Cynics might say Lincoln hasn't had much to brag about since the stunning blue 1956 Continental Mark II that rotated on a turntable at the center of the display here. Or the gorgeous 1961 Continental with the suicide doors.
As Lincoln has gone about reinventing itself for a new generation of buyers, the stewards of the brand have talked little about the past, or at least the recent past, when Lincoln was known primarily for floaty, boaty Town Cars and one of the most geriatric owner bases in the industry.

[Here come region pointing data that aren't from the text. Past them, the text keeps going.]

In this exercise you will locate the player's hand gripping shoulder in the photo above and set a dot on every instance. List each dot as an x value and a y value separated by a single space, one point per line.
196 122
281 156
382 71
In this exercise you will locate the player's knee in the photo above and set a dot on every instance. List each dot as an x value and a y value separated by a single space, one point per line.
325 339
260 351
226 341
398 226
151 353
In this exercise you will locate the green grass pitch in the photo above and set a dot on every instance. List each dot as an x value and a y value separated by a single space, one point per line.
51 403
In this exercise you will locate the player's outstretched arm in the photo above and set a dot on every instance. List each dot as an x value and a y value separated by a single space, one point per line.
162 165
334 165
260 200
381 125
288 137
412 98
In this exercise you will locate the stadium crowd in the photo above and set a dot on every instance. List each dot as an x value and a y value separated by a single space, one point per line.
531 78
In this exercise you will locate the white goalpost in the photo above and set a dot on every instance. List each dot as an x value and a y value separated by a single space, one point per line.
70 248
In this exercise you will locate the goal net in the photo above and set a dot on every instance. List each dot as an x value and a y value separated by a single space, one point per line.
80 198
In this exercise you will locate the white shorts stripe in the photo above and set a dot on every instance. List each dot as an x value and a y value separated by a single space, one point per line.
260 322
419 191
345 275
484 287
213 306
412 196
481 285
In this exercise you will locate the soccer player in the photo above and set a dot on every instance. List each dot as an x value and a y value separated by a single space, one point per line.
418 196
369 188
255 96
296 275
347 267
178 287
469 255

Lincoln presented seven cars from its past on the first press day of the 2012 Los Angeles Auto Show, including the landmark 1956 Continental Mark II.
Photo credit: FORD
By displaying the vintage cars on the eve of the arrival of a much-anticipated new car designed to make Lincoln relevant again -- the 2013 Lincoln MKZ sedan -- Lincoln hopes to rekindle a long dormant flame.

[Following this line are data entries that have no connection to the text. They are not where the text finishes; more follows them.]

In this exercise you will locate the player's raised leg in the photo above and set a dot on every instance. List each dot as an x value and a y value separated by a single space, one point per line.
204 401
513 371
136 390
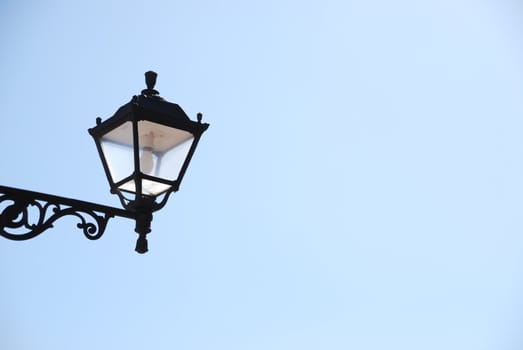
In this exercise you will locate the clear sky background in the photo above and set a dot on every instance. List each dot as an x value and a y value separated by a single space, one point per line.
360 185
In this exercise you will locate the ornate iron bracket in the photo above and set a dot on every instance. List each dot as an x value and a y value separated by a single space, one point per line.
26 214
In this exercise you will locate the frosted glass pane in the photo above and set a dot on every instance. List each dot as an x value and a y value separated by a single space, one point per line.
172 160
162 149
119 158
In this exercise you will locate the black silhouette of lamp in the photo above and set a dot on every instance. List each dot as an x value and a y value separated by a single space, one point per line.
145 149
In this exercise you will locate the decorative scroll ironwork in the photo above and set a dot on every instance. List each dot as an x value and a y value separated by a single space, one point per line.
26 214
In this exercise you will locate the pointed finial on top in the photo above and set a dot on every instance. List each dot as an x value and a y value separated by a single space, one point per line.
150 81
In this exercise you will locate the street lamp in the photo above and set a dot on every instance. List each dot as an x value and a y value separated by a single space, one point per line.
145 149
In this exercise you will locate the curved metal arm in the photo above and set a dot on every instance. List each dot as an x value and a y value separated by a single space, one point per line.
26 214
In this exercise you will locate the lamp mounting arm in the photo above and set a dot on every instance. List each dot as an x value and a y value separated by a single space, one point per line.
26 214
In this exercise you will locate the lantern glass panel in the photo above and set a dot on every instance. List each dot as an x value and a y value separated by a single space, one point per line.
117 147
163 149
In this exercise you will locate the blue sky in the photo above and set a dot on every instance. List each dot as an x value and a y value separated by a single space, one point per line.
359 187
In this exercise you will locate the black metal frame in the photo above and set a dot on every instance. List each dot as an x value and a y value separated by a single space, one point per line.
26 214
16 214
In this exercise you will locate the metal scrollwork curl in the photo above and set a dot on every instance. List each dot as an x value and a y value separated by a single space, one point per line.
25 215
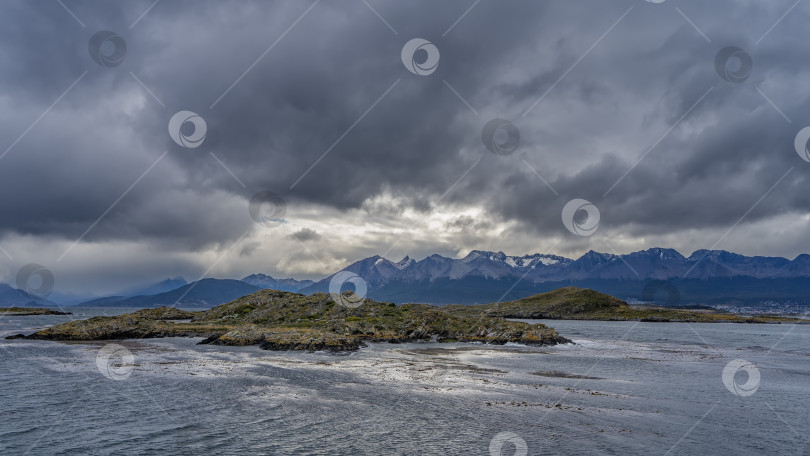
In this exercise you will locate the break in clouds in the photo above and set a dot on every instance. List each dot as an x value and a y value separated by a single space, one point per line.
617 103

"We're not going to dwell on the heritage of the Lincoln brand but people are interested in substantive stories, and we have that in our history," said Matt VanDyke, Lincoln's global sales and marketing chief, speaking at the display. "So we're going to draw from what we were when we were at our best and use that as our inspiration going forward."
Lincoln again wants to be known for "building world class premium automobiles that were bespoke, individual, special," he said. "They stood apart but didn't necessarily stand out. They weren't meant to be No. 1 selling. They were world class. We aim to retake that mantle."
The Lincoln Derham Sport Sedan, left, had a feature virtually unheard of in its day -- a huge, retractable sunroof.
Photo credit: BRADFORD WERNLE
Case in point was the 1937 Lincoln Derham Sport Sedan, a one-of-a-kind car built on speculation by the Derham Coach Co. This black beauty, a long and stately reminder of the days when automobiles evoked elegance and grandeur, never went into production. Edmund Burchman, the owner, found it in a barn in Albert Lea, Minn., in 1977 and spent four years restoring it. The car won best in class at the Pebble Beach Concours in 2004.
The Lincoln Derham Sport Sedan had a feature virtually unheard of in its day -- a huge, retractable sunroof. It's that sunroof that connects the 1937 Lincoln Derham Coupe to the 2013 Lincoln MKZ sedan, which will also have a one-of-a-kind retractable sunroof, a massive sheet of curved glass that retracts over the rear window.
Visitors to the Los Angeles Auto Show today will find the beautiful vintage Lincolns have been removed from the stand and replaced by 2013 MKZs.
VanDyke and his team fervently hope that with this new car, Lincoln has finally ended its long and fruitless quest for a proper heir to the brand's grand heritage.